Kaku Igaku. 1991 Mar;28(3):293-6.
It has been reported that delayed 123I-IMP lung scintigraphy shows a defect corresponding to the tumor with increased accumulation around the tumor, and that an increased accumulation is associated with atelectasis and inflammation. We presented a case of increased uptake of 123I-IMP in lung cancer. None of the other reported case of increased uptake in lung cancer, to our knowledge, occurred.
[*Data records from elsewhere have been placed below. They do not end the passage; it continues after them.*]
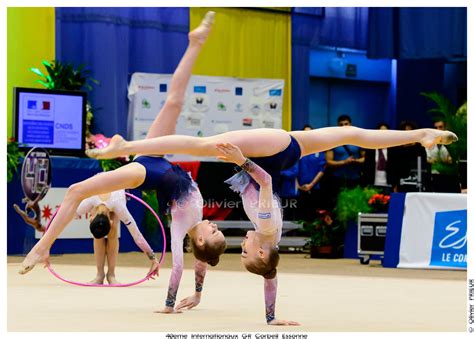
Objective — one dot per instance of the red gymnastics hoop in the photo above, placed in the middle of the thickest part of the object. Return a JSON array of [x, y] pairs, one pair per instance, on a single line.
[[147, 277]]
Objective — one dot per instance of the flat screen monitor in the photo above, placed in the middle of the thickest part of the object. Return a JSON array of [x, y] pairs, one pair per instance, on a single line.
[[53, 120]]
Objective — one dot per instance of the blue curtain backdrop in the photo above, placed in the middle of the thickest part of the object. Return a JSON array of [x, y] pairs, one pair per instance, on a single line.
[[329, 26], [417, 33], [116, 42]]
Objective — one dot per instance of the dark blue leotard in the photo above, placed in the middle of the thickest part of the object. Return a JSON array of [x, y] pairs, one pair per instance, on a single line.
[[170, 181]]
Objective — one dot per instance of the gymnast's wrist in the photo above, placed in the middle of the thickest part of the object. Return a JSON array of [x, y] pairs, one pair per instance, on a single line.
[[246, 164]]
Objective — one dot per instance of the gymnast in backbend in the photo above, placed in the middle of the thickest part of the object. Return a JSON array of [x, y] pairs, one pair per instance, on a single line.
[[176, 190], [268, 151]]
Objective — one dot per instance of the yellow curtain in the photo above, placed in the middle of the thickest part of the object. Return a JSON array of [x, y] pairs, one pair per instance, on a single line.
[[30, 39], [248, 43]]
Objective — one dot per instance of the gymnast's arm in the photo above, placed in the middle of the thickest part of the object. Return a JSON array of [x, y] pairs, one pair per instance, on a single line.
[[125, 216], [200, 269], [177, 237], [232, 153], [85, 206]]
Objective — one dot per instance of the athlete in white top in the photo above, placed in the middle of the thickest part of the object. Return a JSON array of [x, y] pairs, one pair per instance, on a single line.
[[107, 210]]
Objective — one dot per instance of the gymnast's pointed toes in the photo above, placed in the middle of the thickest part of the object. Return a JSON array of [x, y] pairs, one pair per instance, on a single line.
[[209, 19]]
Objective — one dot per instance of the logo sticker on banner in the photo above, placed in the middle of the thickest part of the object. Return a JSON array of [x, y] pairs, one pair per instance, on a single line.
[[449, 246]]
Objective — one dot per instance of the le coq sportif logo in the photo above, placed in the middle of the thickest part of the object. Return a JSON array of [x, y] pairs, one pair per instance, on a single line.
[[449, 247]]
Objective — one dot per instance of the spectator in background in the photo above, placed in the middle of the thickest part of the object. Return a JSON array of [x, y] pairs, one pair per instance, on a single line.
[[403, 160], [310, 172], [289, 192], [374, 172], [345, 163], [443, 174]]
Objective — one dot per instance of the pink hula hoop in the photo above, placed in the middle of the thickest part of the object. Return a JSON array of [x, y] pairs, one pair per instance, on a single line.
[[147, 277]]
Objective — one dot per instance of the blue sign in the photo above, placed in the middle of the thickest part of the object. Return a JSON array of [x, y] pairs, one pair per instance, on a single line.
[[449, 246], [31, 104], [38, 132], [275, 92], [199, 89]]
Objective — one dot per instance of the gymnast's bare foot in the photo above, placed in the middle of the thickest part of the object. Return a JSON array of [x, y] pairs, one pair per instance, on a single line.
[[98, 280], [112, 280], [32, 259], [113, 150], [199, 35], [433, 137]]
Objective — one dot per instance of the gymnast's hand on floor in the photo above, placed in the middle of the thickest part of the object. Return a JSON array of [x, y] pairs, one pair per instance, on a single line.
[[154, 269], [169, 310], [32, 259], [281, 322], [230, 153], [190, 302]]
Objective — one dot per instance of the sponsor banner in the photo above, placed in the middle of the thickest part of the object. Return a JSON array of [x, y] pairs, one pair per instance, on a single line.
[[434, 231], [213, 105], [76, 229]]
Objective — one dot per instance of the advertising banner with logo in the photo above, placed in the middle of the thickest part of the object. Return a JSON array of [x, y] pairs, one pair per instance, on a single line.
[[433, 232], [213, 105], [76, 229]]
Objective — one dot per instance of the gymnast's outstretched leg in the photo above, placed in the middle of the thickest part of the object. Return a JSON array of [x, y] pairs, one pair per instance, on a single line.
[[112, 251], [323, 139], [266, 142], [99, 256], [165, 122], [128, 176]]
A 55-year-old man had a 6 cm mass in the lower lobe of the right lung. Cytologic examination with a small curette diagnosed the case as an adenocarcinoma. The 123I-IMP scintigraphy was performed 24 hours after intravenous injection of 111 MBq of 123I-IMP. The 123I-IMP SPECT lung images showed an area of increased 123I-IMP concentration corresponding to the tumor mass. The patient's subsequent course was characterized by massive pleural effusion caused by extensive invasion to the pleura despite chemotherapy. He died about 2 months after the 123I-IMP scintigraphy. The right lung removed at necropsy confirmed that the area of high 123I-IMP concentration corresponded to the mass, which proved a poorly differentiated adenocarcinoma. One should note that there is an unusual case with high 123I-IMP uptake in lung cancer.
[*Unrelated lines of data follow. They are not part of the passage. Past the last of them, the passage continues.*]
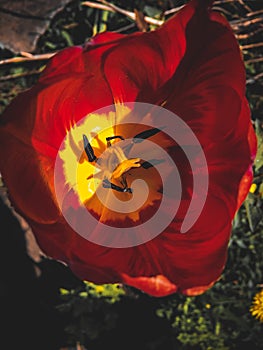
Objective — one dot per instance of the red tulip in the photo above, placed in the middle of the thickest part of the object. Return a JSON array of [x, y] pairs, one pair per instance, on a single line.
[[192, 67]]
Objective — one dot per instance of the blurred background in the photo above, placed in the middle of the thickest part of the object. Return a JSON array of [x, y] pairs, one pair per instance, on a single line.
[[43, 305]]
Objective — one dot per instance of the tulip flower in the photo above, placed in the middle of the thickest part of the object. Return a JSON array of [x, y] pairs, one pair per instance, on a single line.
[[60, 148]]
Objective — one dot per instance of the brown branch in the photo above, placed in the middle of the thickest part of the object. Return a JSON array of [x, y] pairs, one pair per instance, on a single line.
[[254, 60], [255, 78], [20, 75], [248, 35], [250, 46], [44, 56], [104, 5]]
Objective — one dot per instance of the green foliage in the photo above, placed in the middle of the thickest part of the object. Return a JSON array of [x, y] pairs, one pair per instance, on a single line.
[[91, 310]]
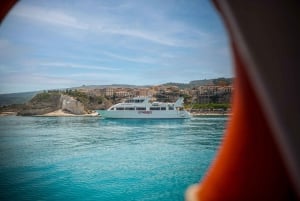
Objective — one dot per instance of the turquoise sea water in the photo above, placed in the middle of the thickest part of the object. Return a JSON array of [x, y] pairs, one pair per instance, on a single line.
[[88, 158]]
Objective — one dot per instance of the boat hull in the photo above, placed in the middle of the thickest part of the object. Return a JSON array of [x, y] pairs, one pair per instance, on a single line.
[[144, 114]]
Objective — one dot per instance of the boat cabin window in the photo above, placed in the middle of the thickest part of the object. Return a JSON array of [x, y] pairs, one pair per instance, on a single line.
[[134, 101], [154, 108]]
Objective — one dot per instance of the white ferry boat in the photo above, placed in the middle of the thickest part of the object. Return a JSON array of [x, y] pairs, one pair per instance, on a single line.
[[142, 108]]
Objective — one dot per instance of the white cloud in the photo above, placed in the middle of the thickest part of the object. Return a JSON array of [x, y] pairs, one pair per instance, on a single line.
[[78, 66], [44, 15]]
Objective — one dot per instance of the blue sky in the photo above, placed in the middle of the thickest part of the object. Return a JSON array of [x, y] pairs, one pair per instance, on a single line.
[[58, 44]]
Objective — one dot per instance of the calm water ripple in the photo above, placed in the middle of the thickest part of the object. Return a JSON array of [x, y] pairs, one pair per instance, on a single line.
[[80, 158]]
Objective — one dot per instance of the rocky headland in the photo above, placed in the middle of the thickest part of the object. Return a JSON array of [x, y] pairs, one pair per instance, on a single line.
[[54, 104]]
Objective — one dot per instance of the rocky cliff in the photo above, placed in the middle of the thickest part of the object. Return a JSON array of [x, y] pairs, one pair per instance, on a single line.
[[49, 102]]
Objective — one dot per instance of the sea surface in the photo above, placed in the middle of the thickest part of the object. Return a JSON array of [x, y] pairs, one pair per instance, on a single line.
[[89, 158]]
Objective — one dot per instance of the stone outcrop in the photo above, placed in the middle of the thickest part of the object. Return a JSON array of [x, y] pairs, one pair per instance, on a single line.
[[71, 105], [49, 102]]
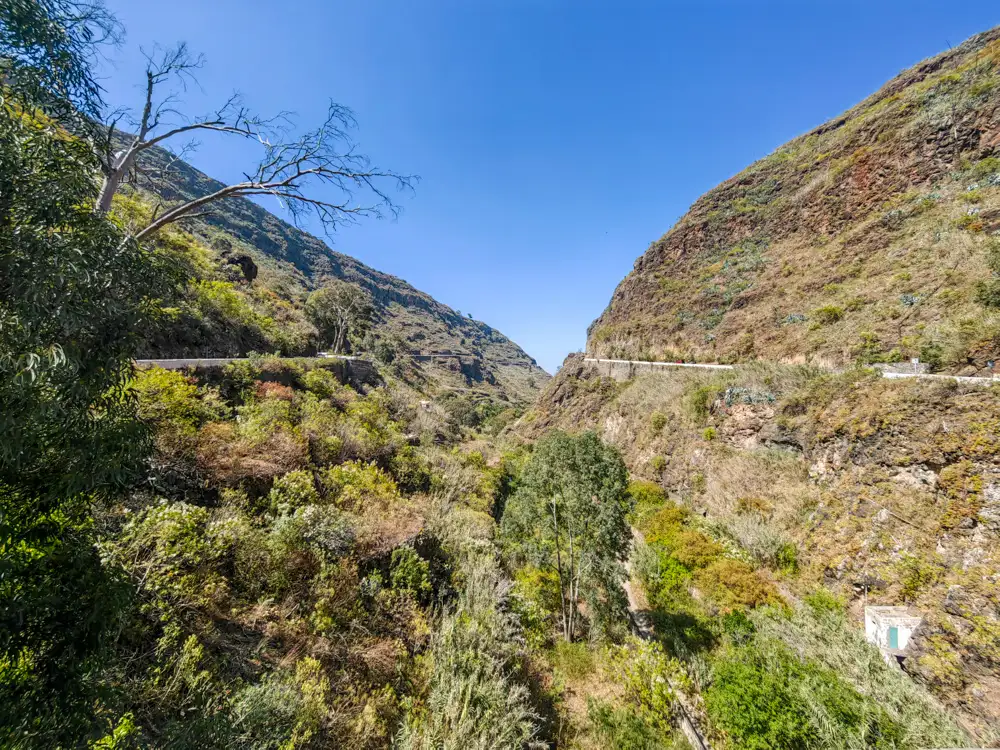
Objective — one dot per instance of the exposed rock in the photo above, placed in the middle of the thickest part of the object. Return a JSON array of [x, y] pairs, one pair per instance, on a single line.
[[918, 477], [989, 514]]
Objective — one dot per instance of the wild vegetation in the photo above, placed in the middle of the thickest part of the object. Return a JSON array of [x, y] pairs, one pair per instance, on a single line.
[[280, 554], [867, 239]]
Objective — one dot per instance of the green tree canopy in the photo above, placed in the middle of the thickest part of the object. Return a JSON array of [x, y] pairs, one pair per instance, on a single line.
[[341, 312], [569, 515], [74, 295]]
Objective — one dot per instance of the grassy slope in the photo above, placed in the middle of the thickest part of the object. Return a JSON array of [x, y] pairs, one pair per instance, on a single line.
[[885, 488], [864, 237], [292, 262]]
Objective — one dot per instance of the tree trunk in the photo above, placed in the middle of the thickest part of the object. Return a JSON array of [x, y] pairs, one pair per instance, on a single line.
[[562, 588]]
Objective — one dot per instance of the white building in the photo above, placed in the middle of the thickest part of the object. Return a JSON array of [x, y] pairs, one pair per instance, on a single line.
[[890, 629]]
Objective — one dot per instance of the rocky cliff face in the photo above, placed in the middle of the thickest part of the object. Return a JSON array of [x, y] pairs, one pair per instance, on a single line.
[[888, 491], [863, 239]]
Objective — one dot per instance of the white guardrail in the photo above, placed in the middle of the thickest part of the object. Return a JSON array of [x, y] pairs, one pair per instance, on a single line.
[[891, 375]]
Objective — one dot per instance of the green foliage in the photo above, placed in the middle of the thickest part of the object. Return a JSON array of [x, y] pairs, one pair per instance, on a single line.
[[569, 515], [623, 728], [574, 660], [74, 293], [535, 600], [410, 572], [291, 491], [647, 498], [174, 404], [475, 701], [358, 485], [733, 583], [823, 602], [752, 698], [239, 379], [699, 401], [340, 311], [46, 49], [828, 314], [283, 711]]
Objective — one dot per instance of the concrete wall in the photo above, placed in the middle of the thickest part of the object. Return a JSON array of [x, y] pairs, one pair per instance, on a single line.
[[622, 369], [879, 621]]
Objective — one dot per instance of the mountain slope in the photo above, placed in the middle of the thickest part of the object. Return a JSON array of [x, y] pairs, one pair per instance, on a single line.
[[290, 262], [863, 239], [870, 239]]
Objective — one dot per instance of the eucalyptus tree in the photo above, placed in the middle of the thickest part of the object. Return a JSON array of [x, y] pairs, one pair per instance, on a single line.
[[569, 516], [339, 309]]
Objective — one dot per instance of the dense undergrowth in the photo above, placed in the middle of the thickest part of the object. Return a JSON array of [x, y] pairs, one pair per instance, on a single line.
[[868, 239]]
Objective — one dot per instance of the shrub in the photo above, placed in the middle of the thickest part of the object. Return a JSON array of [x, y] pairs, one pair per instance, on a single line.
[[828, 314], [410, 572], [694, 550], [293, 490], [647, 497], [766, 544], [699, 401], [173, 402], [358, 485], [624, 728], [755, 703], [574, 660], [238, 379], [824, 602], [475, 699], [732, 584], [262, 420], [535, 600], [173, 550], [663, 525]]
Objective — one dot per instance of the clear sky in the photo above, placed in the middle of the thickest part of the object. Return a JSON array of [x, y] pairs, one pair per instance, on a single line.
[[555, 139]]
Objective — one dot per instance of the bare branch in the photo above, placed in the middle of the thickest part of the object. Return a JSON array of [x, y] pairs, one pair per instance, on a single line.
[[319, 173]]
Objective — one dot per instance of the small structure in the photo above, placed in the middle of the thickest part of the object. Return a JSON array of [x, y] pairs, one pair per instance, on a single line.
[[890, 629]]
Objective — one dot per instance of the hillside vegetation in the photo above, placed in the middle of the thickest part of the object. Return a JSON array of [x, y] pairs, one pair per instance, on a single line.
[[867, 239], [300, 553], [225, 313]]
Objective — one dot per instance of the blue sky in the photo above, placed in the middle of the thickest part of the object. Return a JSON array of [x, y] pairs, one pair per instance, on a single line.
[[554, 139]]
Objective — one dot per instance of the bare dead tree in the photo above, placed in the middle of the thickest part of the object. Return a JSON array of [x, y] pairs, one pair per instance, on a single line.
[[318, 173]]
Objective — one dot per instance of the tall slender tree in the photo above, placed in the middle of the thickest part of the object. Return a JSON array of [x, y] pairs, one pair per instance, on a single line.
[[569, 515]]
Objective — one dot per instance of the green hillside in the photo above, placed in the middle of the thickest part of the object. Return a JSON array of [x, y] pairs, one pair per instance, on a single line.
[[869, 238], [288, 264]]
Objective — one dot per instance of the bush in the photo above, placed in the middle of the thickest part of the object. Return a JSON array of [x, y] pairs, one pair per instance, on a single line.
[[358, 485], [623, 728], [293, 490], [410, 572], [647, 498], [766, 544], [755, 703], [828, 314], [694, 550], [174, 403], [763, 696], [535, 599], [732, 584]]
据报道,延迟的123I-IMP肺闪烁显像显示与肿瘤相对应的缺损区,且肿瘤周围放射性摄取增加,同时放射性摄取增加与肺不张及炎症相关。我们报告了1例肺癌患者123I-IMP摄取增加的病例。据我们所知,其他报道的肺癌摄取增加病例均未出现这种情况。一名55岁男性右肺下叶有一个6 cm的肿块。用小刮匙进行细胞学检查诊断为腺癌。静脉注射111 MBq的123I-IMP后24小时进行123I-IMP闪烁显像。123I-IMP SPECT肺图像显示与肿瘤肿块相对应的123I-IMP浓度增加区域。尽管进行了化疗,但患者随后的病程特点是因肿瘤广泛侵犯胸膜导致大量胸腔积液。在123I-IMP闪烁显像后约2个月死亡。尸检切除的右肺证实123I-IMP高浓度区域与肿块相对应,病理证实为低分化腺癌。需要注意的是,存在肺癌123I-IMP摄取增高的罕见病例。